A native of Wyoming (the Cincinnati suburb), Lisa and her husband Josh live in Columbia Tusculum with their children Kate and Jack. Lisa’s grandparents, John and Phyllis Smale were great supporters of Cincinnati’s Park System, and Lisa has continued that tradition as an avid supporter of Smale Riverfront Park and Cincinnati’s other parks and green spaces. She is a founding member of the Cincinnati Parks Foundation Women’s Committee, and has served as a committee member for the Hats Off Luncheon since 2008. Outside the office, Lisa and her husband and children enjoy going to parks and spending time outside. She also loves to fish for pike, bass, and walleye every year at their summer retreat in Ontario, Canada.

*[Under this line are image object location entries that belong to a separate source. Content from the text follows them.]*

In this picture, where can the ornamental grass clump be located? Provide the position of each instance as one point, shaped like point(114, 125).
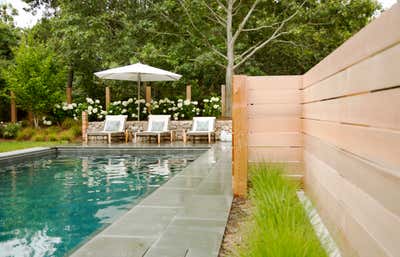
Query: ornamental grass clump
point(279, 225)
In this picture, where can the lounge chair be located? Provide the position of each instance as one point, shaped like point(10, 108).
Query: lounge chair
point(202, 126)
point(157, 127)
point(114, 125)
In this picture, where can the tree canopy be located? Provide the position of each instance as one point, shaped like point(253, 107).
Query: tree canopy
point(190, 37)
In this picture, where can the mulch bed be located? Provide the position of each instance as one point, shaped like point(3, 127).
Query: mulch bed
point(238, 215)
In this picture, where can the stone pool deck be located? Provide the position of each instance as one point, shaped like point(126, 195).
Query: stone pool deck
point(186, 217)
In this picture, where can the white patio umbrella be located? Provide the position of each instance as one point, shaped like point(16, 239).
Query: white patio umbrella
point(138, 72)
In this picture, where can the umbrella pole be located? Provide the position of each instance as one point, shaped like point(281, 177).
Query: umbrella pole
point(139, 97)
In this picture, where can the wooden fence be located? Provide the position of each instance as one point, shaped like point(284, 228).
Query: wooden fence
point(266, 124)
point(351, 125)
point(350, 112)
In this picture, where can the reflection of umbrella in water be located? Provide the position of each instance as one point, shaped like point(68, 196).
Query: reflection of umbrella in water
point(138, 72)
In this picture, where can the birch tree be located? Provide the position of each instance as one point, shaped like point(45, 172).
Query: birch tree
point(235, 18)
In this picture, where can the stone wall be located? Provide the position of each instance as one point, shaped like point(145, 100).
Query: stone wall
point(178, 125)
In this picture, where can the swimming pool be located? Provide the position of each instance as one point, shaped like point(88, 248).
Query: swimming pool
point(51, 205)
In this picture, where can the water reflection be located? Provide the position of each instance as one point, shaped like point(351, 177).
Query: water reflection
point(48, 206)
point(37, 245)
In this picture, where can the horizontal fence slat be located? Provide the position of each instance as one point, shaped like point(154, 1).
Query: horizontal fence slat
point(275, 139)
point(378, 35)
point(273, 124)
point(381, 224)
point(273, 82)
point(379, 183)
point(274, 110)
point(275, 154)
point(274, 96)
point(378, 109)
point(378, 145)
point(377, 72)
point(352, 238)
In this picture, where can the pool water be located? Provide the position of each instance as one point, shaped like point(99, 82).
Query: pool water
point(50, 206)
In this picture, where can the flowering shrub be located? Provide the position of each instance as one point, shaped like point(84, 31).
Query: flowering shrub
point(63, 111)
point(9, 130)
point(93, 109)
point(186, 110)
point(212, 106)
point(46, 121)
point(163, 106)
point(179, 110)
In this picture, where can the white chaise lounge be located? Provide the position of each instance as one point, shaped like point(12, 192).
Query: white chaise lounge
point(157, 127)
point(114, 125)
point(202, 126)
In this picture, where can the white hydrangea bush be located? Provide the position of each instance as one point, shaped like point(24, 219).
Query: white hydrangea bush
point(212, 106)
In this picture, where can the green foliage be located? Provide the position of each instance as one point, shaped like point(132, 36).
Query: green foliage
point(94, 35)
point(37, 78)
point(10, 130)
point(16, 145)
point(212, 107)
point(67, 135)
point(25, 133)
point(53, 133)
point(69, 123)
point(279, 225)
point(39, 137)
point(8, 40)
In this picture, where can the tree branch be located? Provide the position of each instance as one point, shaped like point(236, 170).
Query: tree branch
point(218, 18)
point(195, 28)
point(244, 21)
point(220, 4)
point(274, 35)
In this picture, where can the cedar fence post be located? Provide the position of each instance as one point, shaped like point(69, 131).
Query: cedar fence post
point(13, 108)
point(223, 100)
point(189, 92)
point(240, 135)
point(85, 125)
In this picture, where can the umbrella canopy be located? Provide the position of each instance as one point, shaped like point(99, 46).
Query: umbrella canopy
point(138, 72)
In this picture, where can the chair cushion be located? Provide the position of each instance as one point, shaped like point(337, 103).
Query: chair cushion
point(202, 125)
point(157, 126)
point(112, 125)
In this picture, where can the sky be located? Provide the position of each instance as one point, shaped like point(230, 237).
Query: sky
point(26, 20)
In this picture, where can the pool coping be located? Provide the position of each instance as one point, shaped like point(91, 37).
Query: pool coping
point(185, 217)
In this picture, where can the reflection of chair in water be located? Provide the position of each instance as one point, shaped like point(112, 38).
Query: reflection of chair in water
point(36, 244)
point(160, 168)
point(114, 125)
point(116, 168)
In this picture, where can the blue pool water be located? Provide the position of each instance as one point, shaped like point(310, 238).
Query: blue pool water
point(51, 205)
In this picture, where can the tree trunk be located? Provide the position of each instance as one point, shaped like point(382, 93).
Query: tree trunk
point(35, 121)
point(69, 85)
point(231, 59)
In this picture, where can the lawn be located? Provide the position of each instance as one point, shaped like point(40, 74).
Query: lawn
point(6, 146)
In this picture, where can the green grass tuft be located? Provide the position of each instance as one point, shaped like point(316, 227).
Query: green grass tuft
point(279, 225)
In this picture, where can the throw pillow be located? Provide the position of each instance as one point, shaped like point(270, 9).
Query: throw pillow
point(157, 126)
point(202, 125)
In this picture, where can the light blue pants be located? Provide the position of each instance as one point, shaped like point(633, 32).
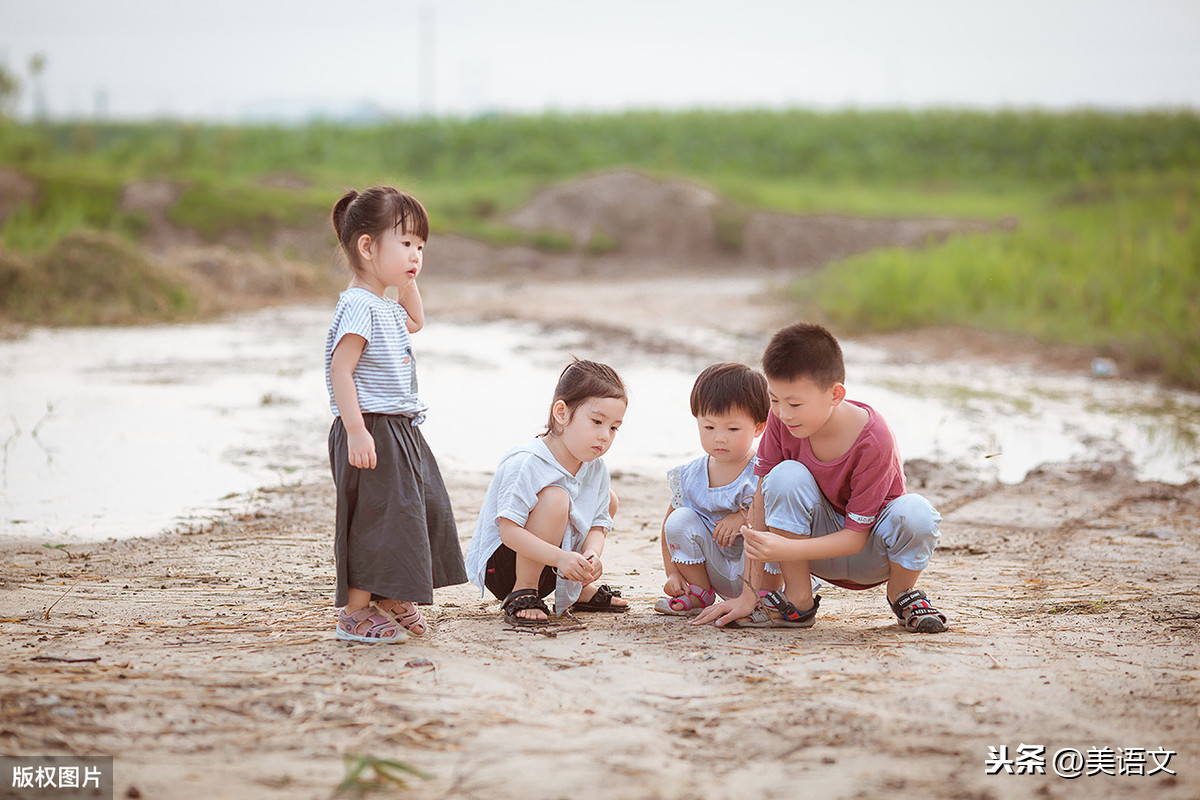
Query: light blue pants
point(905, 533)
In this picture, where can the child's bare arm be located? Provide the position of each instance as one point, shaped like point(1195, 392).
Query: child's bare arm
point(573, 566)
point(341, 374)
point(411, 299)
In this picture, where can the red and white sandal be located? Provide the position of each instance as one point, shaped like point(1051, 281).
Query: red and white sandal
point(689, 603)
point(370, 626)
point(916, 613)
point(407, 615)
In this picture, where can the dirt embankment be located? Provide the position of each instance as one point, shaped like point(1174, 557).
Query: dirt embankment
point(647, 228)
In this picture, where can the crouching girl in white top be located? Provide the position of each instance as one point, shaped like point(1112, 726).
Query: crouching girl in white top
point(701, 540)
point(549, 507)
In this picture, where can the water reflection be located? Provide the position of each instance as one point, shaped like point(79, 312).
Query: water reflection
point(120, 432)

Lisa enjoys cooking and reading, and cherishes the time she can spend with friends and family.
Industries & Practices
Duke University, B.A., Political Science, 2003
The Ohio State University Moritz College of Law, J.D., 2007
Ohio Rising Stars - 2014-2015
Cincinnati Bar Association - Member
The Smale Family Foundation – Trustee
The Eddie Merlot Open Your Heart Event benefiting Stepping Stones Center - Co-Chair - 2013
Stepping Stones Center - Former Board Member
Cincinnati Parks Foundation - Hats Off Luncheon Co-Chair 2017
Greater Cincinnati Foundation - Women's Fund
Outside The Office
Two quick stories illustrate the depth and breadth of Lisa Diedrich's determination.

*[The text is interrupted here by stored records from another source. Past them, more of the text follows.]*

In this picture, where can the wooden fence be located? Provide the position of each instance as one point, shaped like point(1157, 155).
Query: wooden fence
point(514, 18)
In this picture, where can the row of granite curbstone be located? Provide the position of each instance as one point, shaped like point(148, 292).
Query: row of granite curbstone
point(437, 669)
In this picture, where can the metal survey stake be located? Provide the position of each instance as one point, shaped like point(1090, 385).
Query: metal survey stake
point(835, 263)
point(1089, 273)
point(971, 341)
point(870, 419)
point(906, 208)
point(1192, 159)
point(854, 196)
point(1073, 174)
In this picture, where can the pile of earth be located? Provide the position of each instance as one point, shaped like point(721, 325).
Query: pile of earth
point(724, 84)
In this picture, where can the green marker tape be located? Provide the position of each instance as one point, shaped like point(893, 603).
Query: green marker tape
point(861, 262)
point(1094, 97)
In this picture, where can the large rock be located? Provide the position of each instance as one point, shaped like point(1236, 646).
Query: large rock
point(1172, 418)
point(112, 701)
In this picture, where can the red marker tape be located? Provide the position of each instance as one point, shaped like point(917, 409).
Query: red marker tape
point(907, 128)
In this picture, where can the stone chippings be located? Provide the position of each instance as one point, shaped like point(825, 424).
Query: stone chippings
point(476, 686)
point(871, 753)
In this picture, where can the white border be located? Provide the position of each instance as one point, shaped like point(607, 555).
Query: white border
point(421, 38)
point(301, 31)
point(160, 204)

As a little girl, she had lots of animals – rabbits, snakes, birds, horses, dogs, lizards, cats, whatever. At least 10 species at any time. She took care of them, fed them, made sure they had what they needed. When she would decide another animal was in order, she would call all the pet stores, get the best price, find out what the prospective pet ate, the works. This by age 5. She’d take the info and draw up charts to break it down to her parents. Like a regular presentation, but in crayon.
Then when Lisa was around 10 years old, a huge old oak in front of her childhood home in Wyoming toppled. Lisa’s mother was getting ready to hire a tree service to haul it away.

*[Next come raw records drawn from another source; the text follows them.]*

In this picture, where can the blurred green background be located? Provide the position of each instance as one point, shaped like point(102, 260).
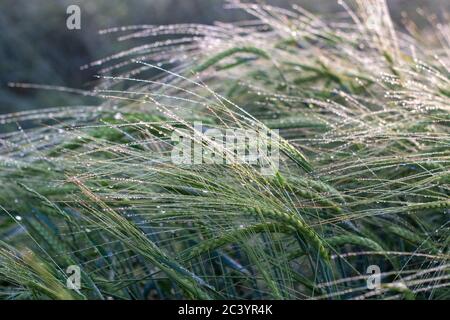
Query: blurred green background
point(36, 46)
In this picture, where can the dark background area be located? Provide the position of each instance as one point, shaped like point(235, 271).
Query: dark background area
point(36, 46)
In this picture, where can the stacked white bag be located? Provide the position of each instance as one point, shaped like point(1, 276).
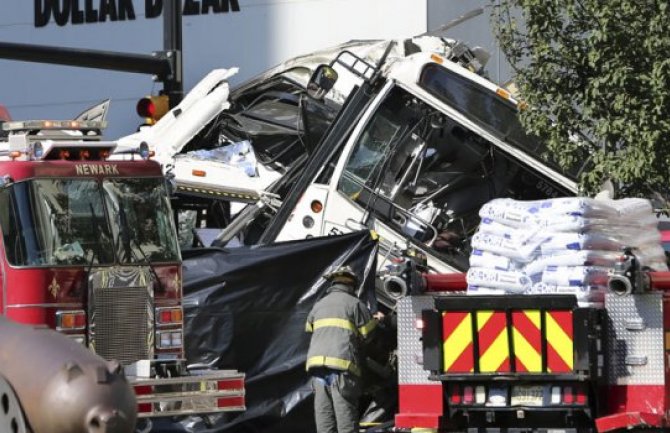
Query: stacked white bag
point(564, 245)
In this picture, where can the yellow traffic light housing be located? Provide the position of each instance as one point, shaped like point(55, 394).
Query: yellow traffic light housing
point(152, 108)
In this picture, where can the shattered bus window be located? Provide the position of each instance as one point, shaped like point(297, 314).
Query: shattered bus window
point(426, 175)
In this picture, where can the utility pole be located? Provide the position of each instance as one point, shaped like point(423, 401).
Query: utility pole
point(172, 45)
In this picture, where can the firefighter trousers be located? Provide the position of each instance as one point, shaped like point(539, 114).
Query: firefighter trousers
point(336, 397)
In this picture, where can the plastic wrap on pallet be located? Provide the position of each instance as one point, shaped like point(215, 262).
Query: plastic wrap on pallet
point(486, 259)
point(512, 281)
point(565, 245)
point(574, 258)
point(575, 276)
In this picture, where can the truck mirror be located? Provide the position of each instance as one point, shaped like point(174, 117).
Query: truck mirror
point(323, 79)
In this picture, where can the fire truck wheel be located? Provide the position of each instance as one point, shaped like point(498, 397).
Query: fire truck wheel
point(11, 415)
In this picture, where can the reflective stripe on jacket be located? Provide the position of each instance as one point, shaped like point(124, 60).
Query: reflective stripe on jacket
point(339, 324)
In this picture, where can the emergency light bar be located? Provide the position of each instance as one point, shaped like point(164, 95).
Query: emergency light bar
point(59, 125)
point(21, 148)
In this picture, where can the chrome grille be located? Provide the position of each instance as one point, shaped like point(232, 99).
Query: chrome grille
point(121, 314)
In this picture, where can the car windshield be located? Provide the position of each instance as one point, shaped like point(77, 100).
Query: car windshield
point(71, 222)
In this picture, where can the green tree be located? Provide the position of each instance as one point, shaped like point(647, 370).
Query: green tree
point(596, 77)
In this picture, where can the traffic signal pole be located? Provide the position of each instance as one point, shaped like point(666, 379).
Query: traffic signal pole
point(172, 46)
point(165, 66)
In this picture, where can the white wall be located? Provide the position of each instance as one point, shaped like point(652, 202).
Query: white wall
point(476, 31)
point(262, 34)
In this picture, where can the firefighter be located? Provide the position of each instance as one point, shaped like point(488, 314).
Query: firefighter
point(340, 324)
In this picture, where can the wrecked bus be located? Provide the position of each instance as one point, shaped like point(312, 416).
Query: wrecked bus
point(223, 147)
point(413, 155)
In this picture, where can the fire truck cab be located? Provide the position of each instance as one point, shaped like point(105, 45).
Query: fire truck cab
point(89, 248)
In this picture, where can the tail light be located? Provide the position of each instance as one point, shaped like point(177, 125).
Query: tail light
point(169, 316)
point(70, 320)
point(568, 397)
point(468, 395)
point(456, 394)
point(480, 394)
point(169, 339)
point(580, 395)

“I told her, ‘Mom, there can’t be many oak trees this big. I bet someone would pay us and even come get it.’ Mom didn’t believe me. She said if I could find such a person, I could have the money. So I went inside and called a lumberyard and asked a few questions. Two calls later, I found someone who paid us $2,000 and cleared the tree away.
“I was very proud of myself. It made me see there’s no harm in trying – and that just because someone says you can’t do something doesn’t mean it’s so.”
Some facts about Lisa: Her grandfather was former Procter CEO John Smale. She sometimes sought his professional advice – he never offered unless she asked. She often runs into people who remark that her father, a physician, is an unusually caring man who gives great advice. She is inquisitive, outspoken and has no problem expressing herself.
Sometime in middle school, teachers and friends started telling her she ought to become a lawyer, having observed that she seemed to like to argue.
“I thought, what a bad reason to go into a profession – because I like to argue.” But she became a lawyer nonetheless. “It’s a good thing I had that view because advocacy is not about arguing. Effective advocacy is an important skill.”
She believes each of us continues to grow as individuals throughout our lives, or should. She believes, too, that when something goes wrong, it’s an opportunity to learn – and quite often, a chance to change oneself for the better.
“I love the notion of solving problems before they happen. It’s rewarding to me to help my clients avert crises. I enjoy developing close, on-going relationships. I know many of our clients’ phone numbers by heart.
“The gratitude you get when you can help them is amazing. So often, employers and businesses are forced to be defendants in an action and that can be frustrating and expensive for them. So when you win, the client is very happy. And that’s the greatest feeling for me.”